China’s economy may be coming back online but the sector faces uncertain demand, weaker freight rates and asset prices, writes Stuart Nicoll from Maritime Strategies International.
The chemical tanker sector could be considered in the front line for impact from COVID-19 due to widespread disruption to economic activity in the manufacturing sector. However, the diverse nature of the cargoes carried means the situation thus far is nowhere near as bad as might be expected.
When the full force of the COVID-19 outbreak hit China in February and March, the country’s production and demand for chemicals slowed, with plants shutting down or reducing operating rates to alleviate oversupply. However, some recently commissioned plants continued to operate, boosting domestic organic chemical supply.
Overall, the impact on the chemical tanker sector so far has been limited, with some decline in spot rates in $/T, which has been more than offset by collapsing bunker prices. Few chemical tankers have scrubbers installed meaning most operators benefited from weak low sulphur heavy fuel oil prices. Indeed, with freight rates still decent in April, shipbrokers remained upbeat on the sector.
This does not mean the chemical tanker market has emerged unscathed from the crisis.
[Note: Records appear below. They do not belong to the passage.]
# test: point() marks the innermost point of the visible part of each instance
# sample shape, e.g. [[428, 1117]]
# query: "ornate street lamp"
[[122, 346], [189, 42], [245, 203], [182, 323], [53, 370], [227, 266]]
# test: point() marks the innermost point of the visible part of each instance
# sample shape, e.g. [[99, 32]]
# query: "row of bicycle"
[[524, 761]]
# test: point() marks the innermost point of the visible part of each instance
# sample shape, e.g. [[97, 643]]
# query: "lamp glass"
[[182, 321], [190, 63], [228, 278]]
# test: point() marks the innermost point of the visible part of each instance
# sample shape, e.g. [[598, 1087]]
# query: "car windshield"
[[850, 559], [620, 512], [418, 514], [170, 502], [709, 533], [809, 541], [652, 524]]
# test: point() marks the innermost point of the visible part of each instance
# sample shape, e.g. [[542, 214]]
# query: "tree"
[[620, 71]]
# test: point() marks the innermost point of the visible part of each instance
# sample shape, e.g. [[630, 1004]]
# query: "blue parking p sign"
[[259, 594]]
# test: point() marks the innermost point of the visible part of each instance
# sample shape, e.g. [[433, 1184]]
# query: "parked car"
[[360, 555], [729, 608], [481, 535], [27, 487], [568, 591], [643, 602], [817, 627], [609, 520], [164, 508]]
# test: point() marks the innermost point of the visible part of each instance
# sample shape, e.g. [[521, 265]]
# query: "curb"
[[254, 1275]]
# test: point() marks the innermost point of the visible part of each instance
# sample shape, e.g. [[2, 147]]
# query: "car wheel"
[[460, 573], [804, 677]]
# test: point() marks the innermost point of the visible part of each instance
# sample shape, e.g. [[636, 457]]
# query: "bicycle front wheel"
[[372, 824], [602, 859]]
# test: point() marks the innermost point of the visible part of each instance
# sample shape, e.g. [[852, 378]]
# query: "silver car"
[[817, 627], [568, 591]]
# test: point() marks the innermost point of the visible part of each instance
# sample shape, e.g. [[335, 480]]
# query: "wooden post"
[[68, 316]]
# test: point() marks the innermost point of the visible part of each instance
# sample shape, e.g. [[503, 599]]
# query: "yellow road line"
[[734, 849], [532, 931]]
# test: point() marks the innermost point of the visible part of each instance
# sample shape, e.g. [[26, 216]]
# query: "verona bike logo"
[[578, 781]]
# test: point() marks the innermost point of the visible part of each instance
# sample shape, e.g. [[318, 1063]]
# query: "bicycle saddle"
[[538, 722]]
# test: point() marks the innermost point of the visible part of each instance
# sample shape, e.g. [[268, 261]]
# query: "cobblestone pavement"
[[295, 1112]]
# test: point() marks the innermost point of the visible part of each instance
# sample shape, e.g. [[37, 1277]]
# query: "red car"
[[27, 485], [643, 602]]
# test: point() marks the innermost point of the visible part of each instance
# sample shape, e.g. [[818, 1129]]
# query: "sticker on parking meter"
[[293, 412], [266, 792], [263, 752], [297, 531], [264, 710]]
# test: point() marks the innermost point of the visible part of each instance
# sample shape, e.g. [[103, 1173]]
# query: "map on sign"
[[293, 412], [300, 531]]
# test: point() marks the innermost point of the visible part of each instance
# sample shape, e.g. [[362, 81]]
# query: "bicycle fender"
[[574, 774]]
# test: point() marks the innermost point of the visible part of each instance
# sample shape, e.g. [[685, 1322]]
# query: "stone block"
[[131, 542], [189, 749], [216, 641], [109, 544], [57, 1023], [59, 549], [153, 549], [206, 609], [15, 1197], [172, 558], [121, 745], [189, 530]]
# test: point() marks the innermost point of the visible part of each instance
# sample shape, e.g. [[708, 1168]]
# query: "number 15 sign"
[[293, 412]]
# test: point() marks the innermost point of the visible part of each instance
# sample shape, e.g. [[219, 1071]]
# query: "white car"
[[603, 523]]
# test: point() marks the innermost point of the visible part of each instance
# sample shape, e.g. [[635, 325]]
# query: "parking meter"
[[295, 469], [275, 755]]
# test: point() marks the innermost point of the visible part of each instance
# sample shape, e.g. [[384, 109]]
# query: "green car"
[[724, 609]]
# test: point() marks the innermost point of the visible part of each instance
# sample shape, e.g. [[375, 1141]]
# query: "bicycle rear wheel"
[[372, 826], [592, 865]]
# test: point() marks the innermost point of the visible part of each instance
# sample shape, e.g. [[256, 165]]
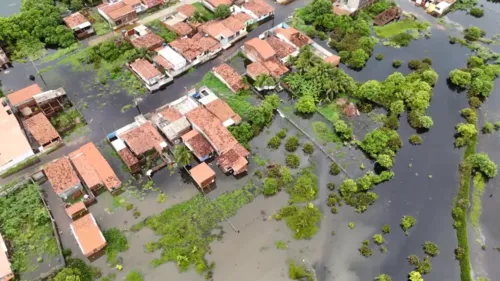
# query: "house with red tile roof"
[[88, 235], [63, 178], [229, 77]]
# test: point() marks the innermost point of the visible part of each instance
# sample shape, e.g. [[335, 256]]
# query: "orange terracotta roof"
[[262, 47], [61, 175], [281, 48], [41, 129], [75, 209], [231, 77], [187, 10], [145, 69], [201, 173], [200, 146], [221, 110], [143, 138], [20, 96], [259, 8], [88, 235], [75, 20]]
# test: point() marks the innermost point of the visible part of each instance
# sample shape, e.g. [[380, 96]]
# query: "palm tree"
[[182, 155]]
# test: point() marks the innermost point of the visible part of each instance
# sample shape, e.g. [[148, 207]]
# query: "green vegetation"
[[26, 227], [407, 222], [117, 242], [185, 239], [299, 272]]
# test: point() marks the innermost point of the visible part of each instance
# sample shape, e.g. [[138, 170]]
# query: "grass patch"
[[21, 166], [187, 229], [26, 227], [398, 27]]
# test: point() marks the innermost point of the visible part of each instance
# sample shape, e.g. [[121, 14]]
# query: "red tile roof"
[[143, 138], [145, 69], [281, 48], [20, 96], [231, 77], [41, 129], [61, 175], [75, 20]]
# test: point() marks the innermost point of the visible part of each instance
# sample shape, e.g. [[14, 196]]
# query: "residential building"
[[63, 178], [142, 37], [88, 235], [14, 147], [203, 175], [229, 77], [6, 273], [93, 168], [41, 131], [152, 78], [79, 24], [198, 145]]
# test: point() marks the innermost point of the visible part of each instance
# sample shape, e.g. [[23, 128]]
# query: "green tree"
[[182, 155], [222, 11]]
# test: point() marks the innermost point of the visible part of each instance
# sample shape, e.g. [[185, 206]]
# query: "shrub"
[[431, 249], [396, 63], [407, 222], [274, 142], [292, 161], [386, 229], [415, 139], [308, 148], [334, 169], [291, 144]]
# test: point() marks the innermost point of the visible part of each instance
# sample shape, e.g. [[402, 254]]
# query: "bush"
[[396, 63], [274, 142], [308, 148], [334, 169], [291, 144], [415, 139], [431, 249], [292, 161]]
The Chinese economy may now be largely back online, but the focus is now shifting elsewhere, with widespread destruction in demand for manufactured goods expected to produce a sharp reduction in chemical sector output across the globe in Q2 and Q3.
Panic buying and lifestyle adjustments increased short-term demand for packaging and hard plastics, but these will be dwarfed by lost consumption of clothing, auto parts, white goods, etc, which may only slowly recover when lockdown ends.
Though there will at some point be a release of pent up demand — a recent global poll revealed a large majority of people surveyed planning to hit the shops as soon as possible — a bigger concern is the impact on consumer spending of high levels of unemployment in, for example, the US and UK. We expect a sharp net year-on-year drop in container trade over the northern hemisphere summer, to add to that already lost, and many of the goods not being produced would have required inputs from the chemical industry.
A poorer and more cautious consumer will potentially emerge from isolation over the coming months, while governments will have to find some way to raise taxes to pay for the COVID-19 fallout. Everything points to lower spending power for some time to come.
Looking at the full spectrum of cargoes available to the chemical tanker sector, we currently anticipate a net decline in trade of 5.6 MnT this year (-2.2%). Assuming a broad economic recovery, a strong rebound is expected next year (+5.9%) and a return to steady growth thereafter.
Ironically, after many years in the doldrums and with hopes of recovery perennially dashed, the chemical tanker market was showing strong signs of recovery over the winter of 2019/20.
Spot rates in $/T and 1 Yr T/C rates improved further at the start of the year. Among other positive indicators, this had been expected to be a good year for trade into China. Indeed, on March 2nd, the Chinese government began implementing tariff exemptions on 700 US products.
Nevertheless, optimism is now fading. Evidence of a correction to chemical tanker freight markets grew as May progressed. This will only be the start. Reduced demand for all chemical tanker cargoes will translate into a fall in timecharter rates for all small to medium-sized vessels in the coming months, obliterating the increase in rates in our previous forecast.
One bright spot is that chemical tanker market balances will be supported by the reduction of swing tonnage due to strength in the clean product tanker market. The largest, simplest, chemical tankers will enjoy a boost to earnings while the oil sector boom lasts.